Noi Acharayangkun (น้อย อาจารยางกูร, 5 July 1822 – 16 October 1891), known by the noble title Phraya Sisunthonwohan (พระยาศรีสุนทรโวหาร), (Note: Other spellings include Si Sunthon Wohan, Srisundara Vohara, Srisunthornwohan; Acharyankura, and Achan Yangkun, among others.) was a Thai writer and scholar. He is best known for writing the first modern textbooks on the Thai language, the Munlabot Banphakit series.
==Life==
Noi (Note: His birth name was simply Noi. The surname Acharyankura, (nowadays more often spelled Acharayangkun) was granted to his grandson Huan by King Vajiravudh in 1914 following the adoption of surnames in the country.) was born in Chachoengsao in 1822. At the age of thirteen, he ordained as a novice monk at Wat Saket in Bangkok, where he studied language and scripture under several learned monks. He joined the sangha after reaching the age of full ordination of twenty, and remained at the monastery for another eleven years before leaving the monkhood.

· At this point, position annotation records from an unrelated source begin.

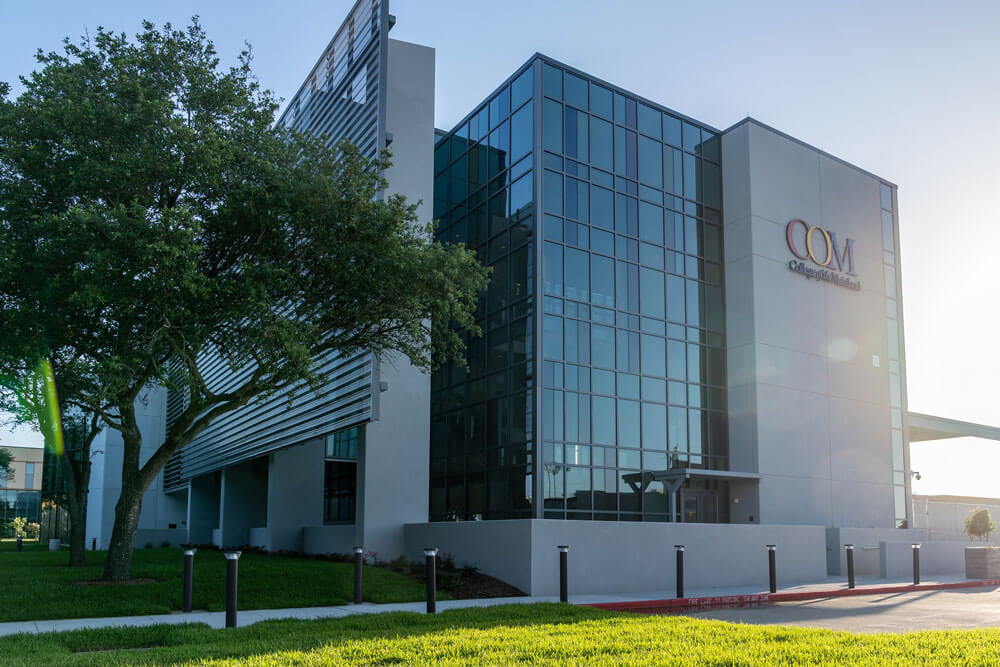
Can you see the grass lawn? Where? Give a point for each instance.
(37, 584)
(545, 633)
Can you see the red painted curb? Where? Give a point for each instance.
(765, 598)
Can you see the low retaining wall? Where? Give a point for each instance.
(618, 557)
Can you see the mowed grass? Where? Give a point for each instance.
(510, 634)
(37, 584)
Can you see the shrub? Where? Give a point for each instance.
(979, 524)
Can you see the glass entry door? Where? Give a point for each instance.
(699, 506)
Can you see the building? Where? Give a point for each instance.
(693, 336)
(21, 491)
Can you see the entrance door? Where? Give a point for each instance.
(699, 506)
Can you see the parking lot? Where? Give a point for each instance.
(895, 612)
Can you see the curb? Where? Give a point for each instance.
(756, 599)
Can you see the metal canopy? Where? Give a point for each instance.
(928, 427)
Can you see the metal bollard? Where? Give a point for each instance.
(188, 578)
(359, 560)
(563, 573)
(850, 565)
(680, 569)
(430, 567)
(232, 572)
(772, 568)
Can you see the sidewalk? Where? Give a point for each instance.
(698, 598)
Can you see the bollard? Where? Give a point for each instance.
(430, 569)
(772, 569)
(563, 573)
(188, 578)
(358, 562)
(232, 572)
(680, 569)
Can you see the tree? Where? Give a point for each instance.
(27, 392)
(979, 524)
(5, 459)
(152, 215)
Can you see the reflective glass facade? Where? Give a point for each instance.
(615, 205)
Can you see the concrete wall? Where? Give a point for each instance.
(946, 520)
(243, 501)
(394, 465)
(203, 507)
(618, 557)
(294, 494)
(809, 409)
(936, 558)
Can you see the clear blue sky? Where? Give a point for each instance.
(908, 90)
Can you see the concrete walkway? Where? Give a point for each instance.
(249, 617)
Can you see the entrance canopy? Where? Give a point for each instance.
(673, 478)
(928, 427)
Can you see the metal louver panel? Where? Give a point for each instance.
(342, 98)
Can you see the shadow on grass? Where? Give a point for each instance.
(172, 643)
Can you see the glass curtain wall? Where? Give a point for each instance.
(633, 373)
(482, 414)
(631, 314)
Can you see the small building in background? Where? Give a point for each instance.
(21, 491)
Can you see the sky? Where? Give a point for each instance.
(907, 90)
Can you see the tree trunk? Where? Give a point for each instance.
(118, 565)
(78, 483)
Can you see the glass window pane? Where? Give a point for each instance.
(552, 81)
(552, 192)
(521, 133)
(603, 420)
(520, 90)
(577, 199)
(552, 126)
(602, 145)
(602, 281)
(575, 91)
(651, 293)
(650, 223)
(602, 346)
(653, 359)
(649, 121)
(628, 423)
(552, 337)
(577, 135)
(677, 429)
(650, 162)
(672, 130)
(601, 207)
(577, 274)
(654, 426)
(692, 138)
(552, 268)
(600, 101)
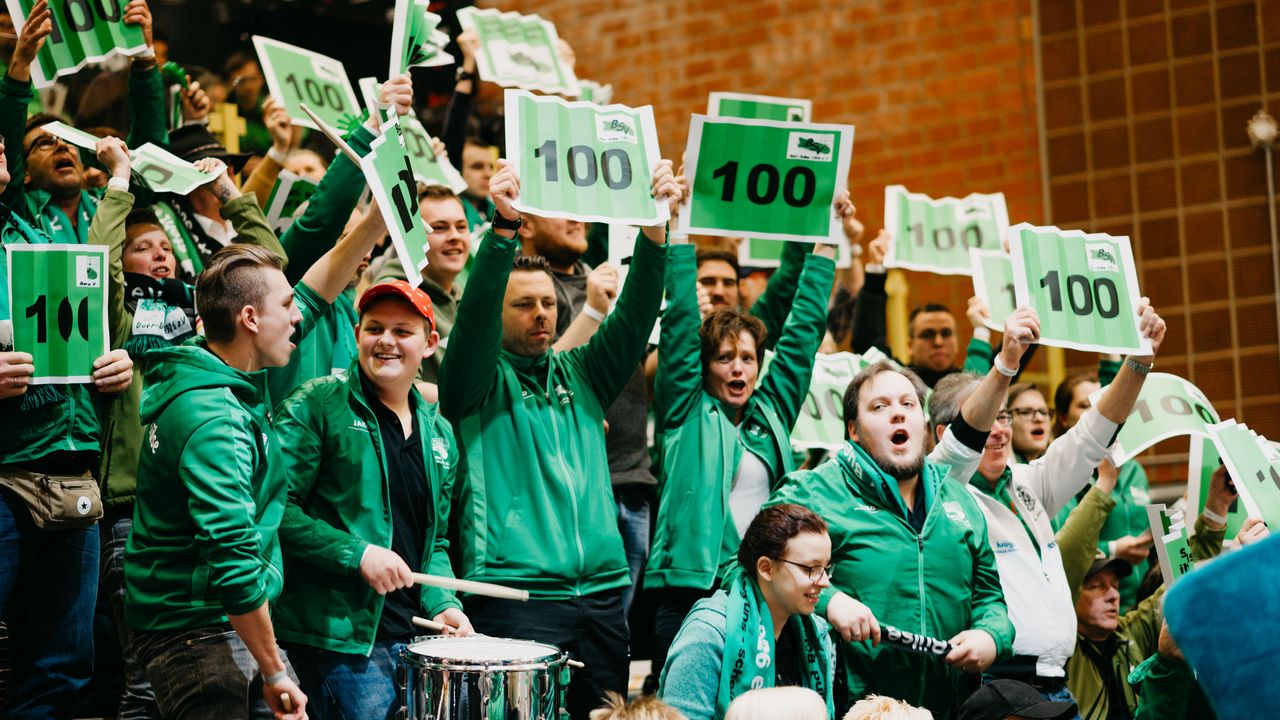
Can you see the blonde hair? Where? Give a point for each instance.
(880, 707)
(777, 703)
(645, 707)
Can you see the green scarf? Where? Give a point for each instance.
(749, 657)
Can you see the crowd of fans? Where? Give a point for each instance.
(305, 429)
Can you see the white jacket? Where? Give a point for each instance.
(1036, 591)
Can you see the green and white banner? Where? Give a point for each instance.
(83, 31)
(1084, 288)
(993, 283)
(759, 106)
(766, 178)
(415, 39)
(1255, 473)
(296, 76)
(167, 172)
(1169, 529)
(288, 200)
(584, 162)
(519, 51)
(58, 301)
(391, 180)
(1168, 406)
(935, 236)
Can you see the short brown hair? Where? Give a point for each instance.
(730, 323)
(228, 285)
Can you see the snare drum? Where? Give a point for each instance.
(483, 678)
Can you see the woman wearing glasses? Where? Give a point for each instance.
(759, 629)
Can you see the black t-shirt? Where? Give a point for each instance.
(411, 509)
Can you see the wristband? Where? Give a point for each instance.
(1000, 367)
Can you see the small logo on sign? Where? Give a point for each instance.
(1102, 258)
(88, 270)
(616, 128)
(810, 146)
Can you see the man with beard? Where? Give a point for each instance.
(910, 550)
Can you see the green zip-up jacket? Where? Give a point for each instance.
(937, 583)
(339, 502)
(122, 432)
(535, 506)
(695, 536)
(211, 490)
(36, 206)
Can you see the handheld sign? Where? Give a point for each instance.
(766, 178)
(935, 236)
(1084, 288)
(1256, 477)
(993, 283)
(82, 32)
(296, 76)
(391, 180)
(1169, 529)
(584, 162)
(58, 301)
(167, 172)
(1168, 406)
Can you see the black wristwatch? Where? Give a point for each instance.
(499, 223)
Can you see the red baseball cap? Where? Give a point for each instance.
(402, 290)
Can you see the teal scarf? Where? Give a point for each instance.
(749, 652)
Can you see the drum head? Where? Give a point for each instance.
(481, 650)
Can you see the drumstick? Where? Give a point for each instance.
(488, 589)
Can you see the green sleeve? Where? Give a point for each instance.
(680, 369)
(977, 358)
(14, 99)
(438, 600)
(470, 367)
(216, 470)
(787, 381)
(328, 210)
(250, 224)
(1078, 537)
(147, 122)
(775, 302)
(108, 229)
(300, 429)
(609, 358)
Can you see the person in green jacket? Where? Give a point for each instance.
(348, 600)
(910, 547)
(723, 445)
(50, 194)
(202, 563)
(535, 507)
(763, 614)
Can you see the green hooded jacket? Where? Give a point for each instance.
(937, 583)
(535, 506)
(339, 502)
(695, 536)
(211, 490)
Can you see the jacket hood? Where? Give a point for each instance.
(187, 367)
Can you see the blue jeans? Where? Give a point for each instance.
(348, 687)
(48, 589)
(204, 674)
(138, 701)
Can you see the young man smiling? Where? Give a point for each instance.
(352, 443)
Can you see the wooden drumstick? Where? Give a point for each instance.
(487, 589)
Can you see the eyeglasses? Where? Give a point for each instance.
(813, 572)
(927, 336)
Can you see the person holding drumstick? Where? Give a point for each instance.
(760, 630)
(371, 469)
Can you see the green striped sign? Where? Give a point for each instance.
(584, 162)
(1084, 288)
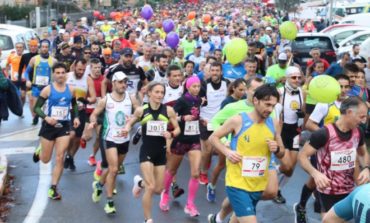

He then took up a career in the royal court of King Mongkut (Rama IV, r. 1851–1868), receiving the title Khun Prasitaksorasat and later becoming head of the Aksonphimphakan royal press. Under King Chulalongkorn (Rama V, r. 1868–1910), he became the head of the Royal Scribes Department, assuming the titles Khun Saraprasoet and later Phraya Sisunthonwohan, and also served as court poet, producing a large output of poetry. He was known as an expert authority on the Thai language, and wrote several textbooks, the first of which, Munlabot Banphakit, was published in 1871. He became head of the palace school, which Chulalongkorn established to pioneer modern education in the country, and taught the royal children, including Crown Prince Vajirunhis and the future king Vajiravudh. He was named to the Privy Council in 1887, and served until his death in 1891.